Wednesday, February 24, 2010

Proverbs 7

Proverbs 7-10 give us a coherent story, one of the few sections in Proverbs to actually make a narrative. It is a challenge between Wisdom and the character we came to know last chapter but will eventually learn is "Folly" (as I will refer to her from here on out). And what opens is the tragic case of a victim of Folly. This young man (lacking judgment) slips out of a crowd and is walking down a street to a house with a bad reputation. Whether he is innocent and making a poor decision or whether he has plans and hopes for this house, we cannot be certain. But out of the house comes Folly, ready to draw him into her home with the promise of love. And away he goes, drawn by false promises and "love." The narrator of this story watches this tragedy unfold from his own home, knowing that going into the home of Folly is the slippery slope to some kind of death.

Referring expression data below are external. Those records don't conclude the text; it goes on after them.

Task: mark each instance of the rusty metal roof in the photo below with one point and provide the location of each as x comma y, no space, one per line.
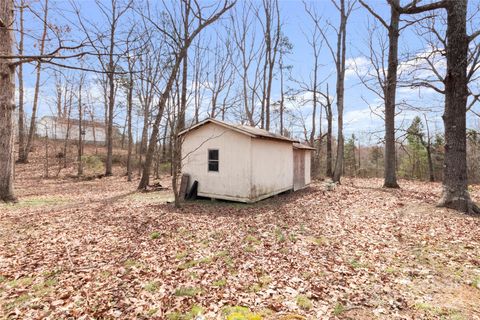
250,131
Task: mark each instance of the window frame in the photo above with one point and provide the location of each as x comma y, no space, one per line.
217,161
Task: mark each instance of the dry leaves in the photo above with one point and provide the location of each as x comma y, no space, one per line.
96,249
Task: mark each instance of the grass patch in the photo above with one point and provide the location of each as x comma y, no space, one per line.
304,303
187,292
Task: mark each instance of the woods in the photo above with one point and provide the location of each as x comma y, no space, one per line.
301,110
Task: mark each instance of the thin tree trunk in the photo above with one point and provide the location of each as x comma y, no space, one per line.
21,94
129,124
455,184
31,132
340,62
7,104
329,114
80,128
390,176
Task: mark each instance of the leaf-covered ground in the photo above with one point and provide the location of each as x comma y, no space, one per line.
98,250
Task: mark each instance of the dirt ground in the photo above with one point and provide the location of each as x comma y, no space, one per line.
99,250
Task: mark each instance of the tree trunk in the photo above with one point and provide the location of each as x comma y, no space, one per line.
455,185
129,124
7,104
21,113
390,176
24,156
80,128
111,96
340,64
329,115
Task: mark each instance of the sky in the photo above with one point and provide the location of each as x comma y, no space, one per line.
359,101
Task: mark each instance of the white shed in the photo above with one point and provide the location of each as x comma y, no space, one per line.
242,163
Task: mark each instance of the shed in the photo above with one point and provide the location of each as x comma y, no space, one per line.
242,163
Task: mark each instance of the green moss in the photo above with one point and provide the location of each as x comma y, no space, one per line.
180,255
219,283
304,303
476,283
193,263
151,286
130,263
187,292
35,202
21,282
251,239
338,309
154,235
279,235
240,313
320,241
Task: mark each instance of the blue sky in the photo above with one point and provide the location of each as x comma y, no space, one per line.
358,116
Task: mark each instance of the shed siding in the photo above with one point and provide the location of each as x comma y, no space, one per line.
272,163
232,181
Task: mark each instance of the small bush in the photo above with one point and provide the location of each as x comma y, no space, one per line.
92,163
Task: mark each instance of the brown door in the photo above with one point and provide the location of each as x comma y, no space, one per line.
298,169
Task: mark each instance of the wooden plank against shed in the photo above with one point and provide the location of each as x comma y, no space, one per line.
184,185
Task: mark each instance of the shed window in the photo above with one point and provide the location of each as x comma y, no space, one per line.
213,160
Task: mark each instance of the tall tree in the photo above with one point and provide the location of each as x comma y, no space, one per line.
105,44
339,56
23,155
181,43
7,102
455,183
21,93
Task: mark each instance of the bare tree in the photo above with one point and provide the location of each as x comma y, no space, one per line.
21,93
338,54
270,22
455,192
23,155
248,60
106,45
180,44
7,102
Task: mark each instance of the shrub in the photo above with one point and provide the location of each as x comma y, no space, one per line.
92,163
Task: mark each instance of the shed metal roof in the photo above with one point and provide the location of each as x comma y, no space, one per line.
247,130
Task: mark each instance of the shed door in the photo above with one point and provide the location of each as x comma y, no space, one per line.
298,169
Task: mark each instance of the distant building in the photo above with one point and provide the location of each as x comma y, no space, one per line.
61,128
242,163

We do not know this story from the outside, looking in, though. The story of being drawn into unwise decisions is one we know from the perspective of the one lacking judgment. Folly claims victims everyday, and we are often among them. But thank God for grace, that the work of Jesus rescues us from the home of Folly and into the home of Wisdom. Our challenge is the one posited by the narrator at the beginning and the end of Folly's tale- to store up understanding. We are containers, in many ways, filling up with the things around us. The challenge of Proverbs is to fill up with God. Otherwise, we leave ourselves open to be filled up with other stuff. Now, this doesn't mean only listening to Christian music, only reading Christian books and only hanging out with Christian people. Quite the opposite. Proverbs calls us to live in the world as it is. But filling ourselves with God (in prayer and learning some of the proverbs that are to come) allows us to interact with that world in a way that honors God. May that be our challenge today.